Trump or Haley? Alaska Republicans vote Tuesday

man and woman in business attire walk down a hallway
Then-president Donald Trump and Nikki Haley, his UN ambassador in 2018. Her criticism of him as a candidate has grown increasingly pointed as they compete for the 2024 nomination. (Official White House photo, 2018)

Alaska Republicans can vote Tuesday for a presidential nominee in the party-run poll. Donald Trump, Nikki Haley and Vivek Ramaswamy are on the ballot. 

Alaska’s Super Tuesday event isn’t a traditional state-run election. It’s organized by the party. The polls will be open from 3 to 8 pm Tuesday at nearly two dozen sites around the state, mostly churches and community centers. 

Kelly Tshibaka, chair of Trump’s Alaska campaign, said she’s striving to get a good turnout for Trump to guard against any move Haley might make to convert delegates to win the Republican nomination.

“One of the theories out there is that there will be a real effort at the national convention to do a procedural play, or an overthrow play … And so we want to make sure that we have a really strong, if not a unanimous, showing for Trump for delegates,” Tshibaka said.

Meanwhile, Haley’s Alaska campaign is working the phones to boost turnout for the former South Carolina governor. Haley’s Alaska co-chair, Art Hackney, said some Trump supporters are hostile to the idea that Haley is even running.
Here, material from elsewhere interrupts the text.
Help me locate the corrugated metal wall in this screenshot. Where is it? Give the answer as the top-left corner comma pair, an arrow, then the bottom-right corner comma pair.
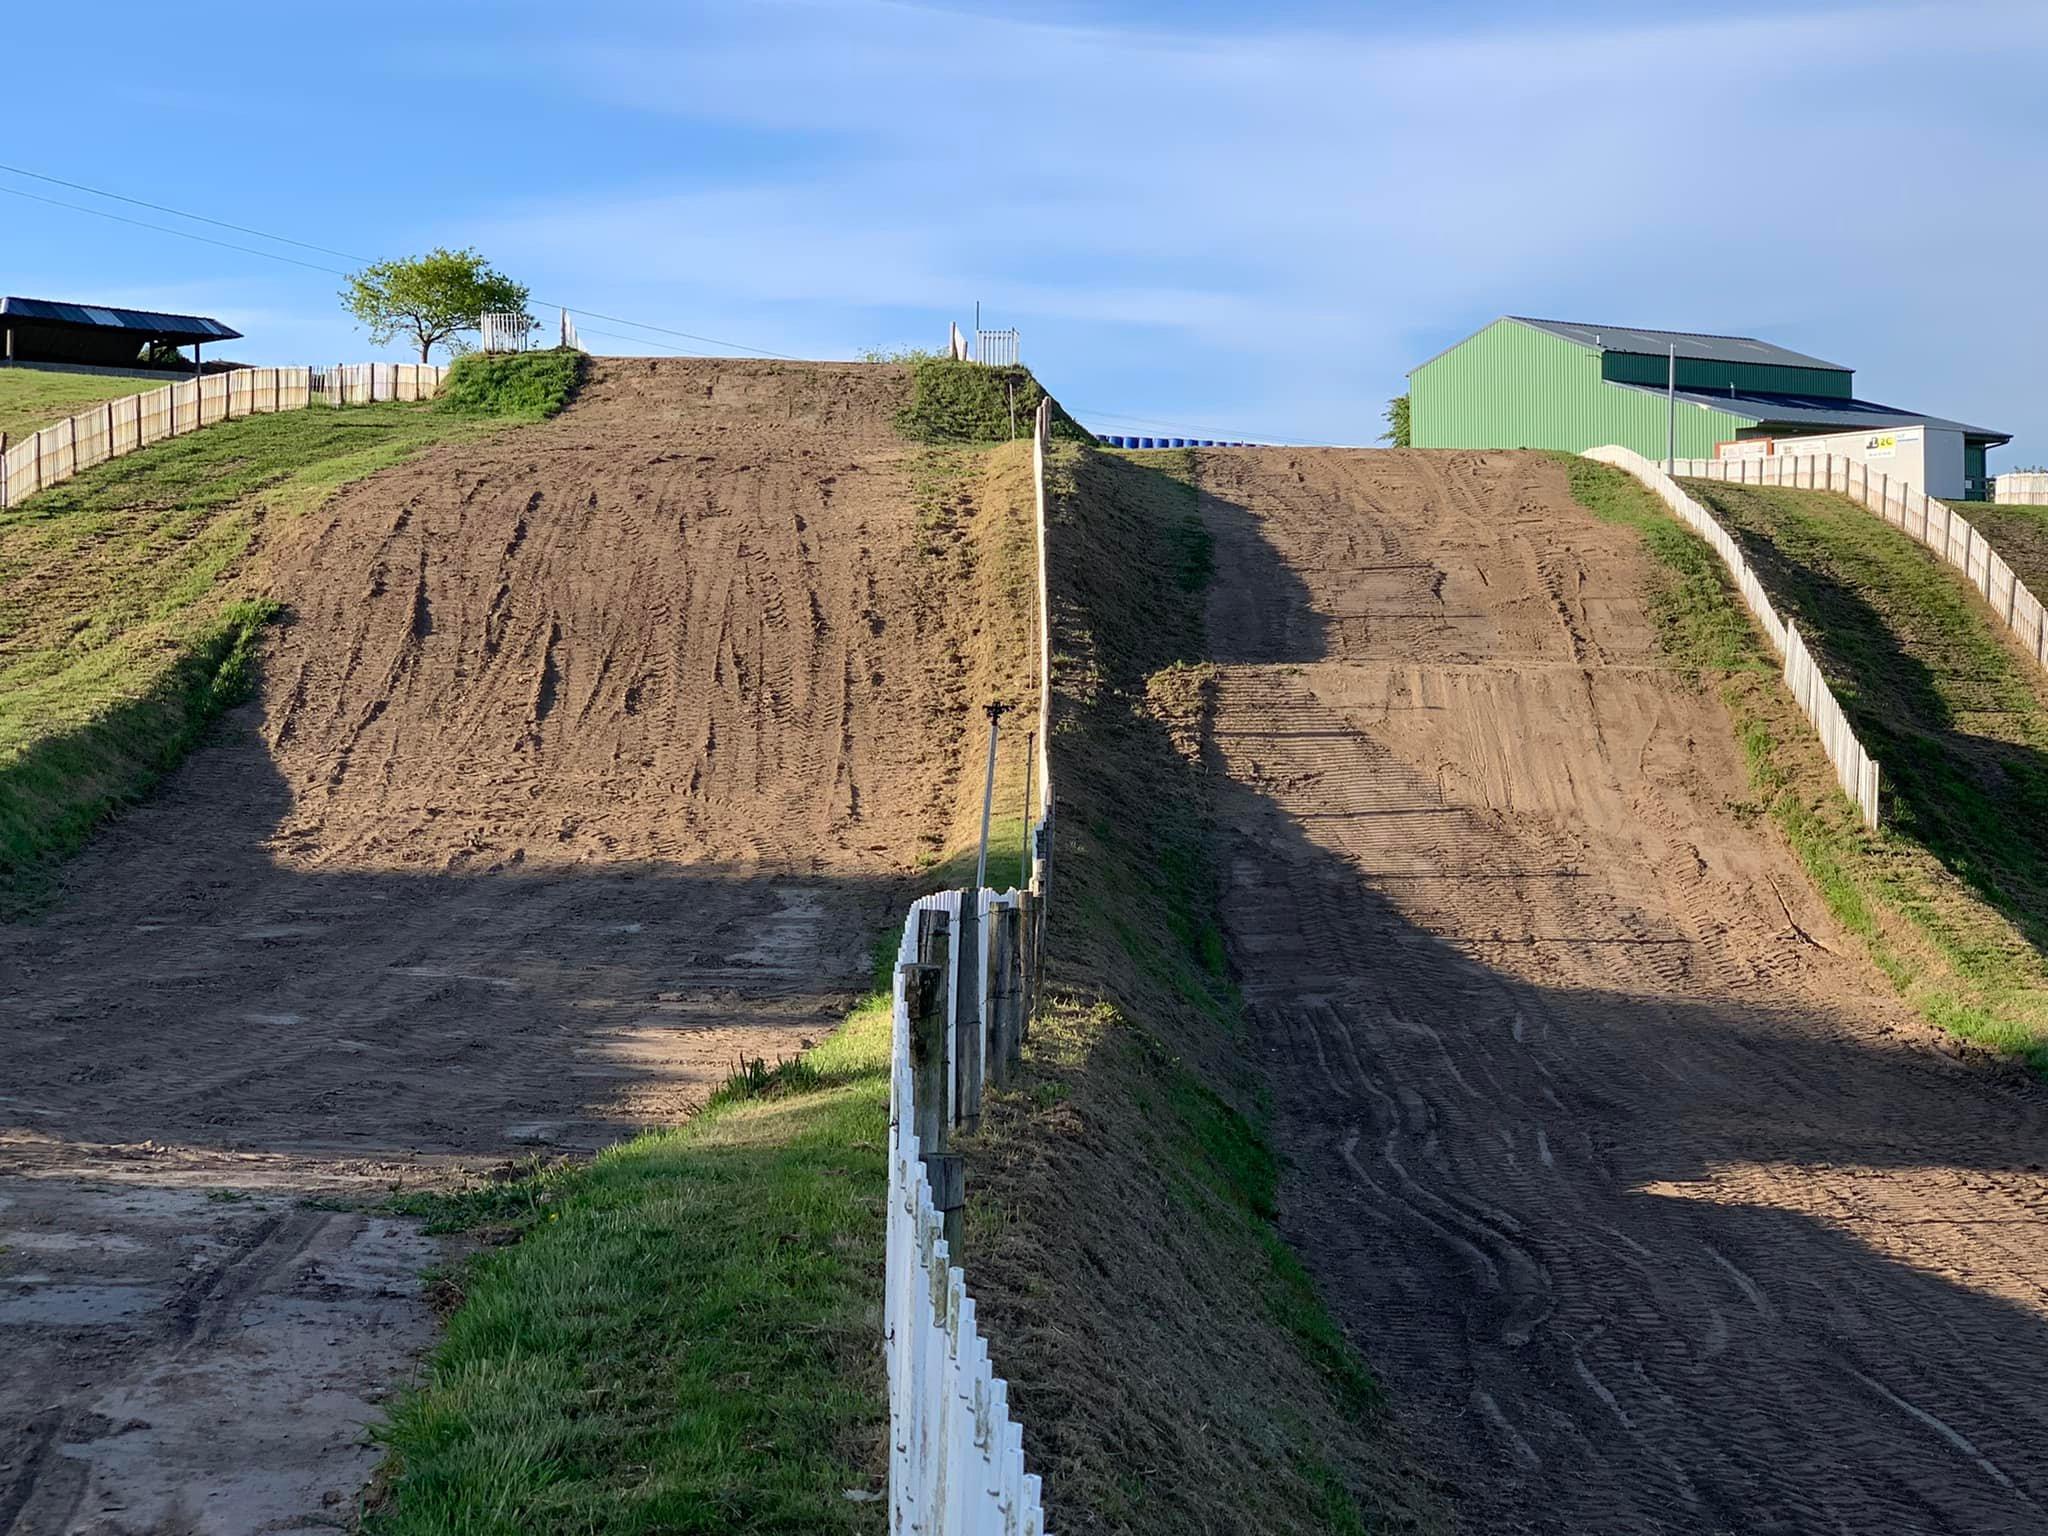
1600,351 -> 1851,399
1411,319 -> 1750,458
“As long as she’s got money, and people expressing support, she has every right to go forward and continue campaigning,” Hackney said. “And then (the process) has every right to play itself out. Because we don’t know how anything’s going to end. We never do in politics.”

To vote in what’s officially called a “Presidential Preference Poll” voters have to be registered Republicans. State party chair Ann Brown said Alaskans can register or change their registration on site and still participate. She said voters just need to bring a driver’s license or other official photo i.d. The volunteers at the polling site will verify eligibility by looking up the voter registration records, she said.

Ramaswamy dropped out of the race in January and endorsed Trump, but Brown said the party has no mechanism for removing him from the ballot. 

The party expects to report results Tuesday night on its social media pages, with final results coming on March 11.

The presidential preference poll determines how Alaska’s 29 delegates to the national Republican nominating convention will be awarded. Any candidate receiving less than 13% of the vote won’t get any delegates.

Many communities off the road system, particularly in Western Alaska, the entire North Slope, and House District 2 in Southeast, have no polling sites. Brown said Republicans who live there can vote if they happen to be visiting somewhere else that has a polling place. She said the preference poll is run by volunteers and that limited where the party could set up a voting site.

As for Alaska’s Democrats, they’ll have the chance to choose their presidential nominee April 13. Two names will be on the ballot: President Joe Biden and challenger Dean Phillips.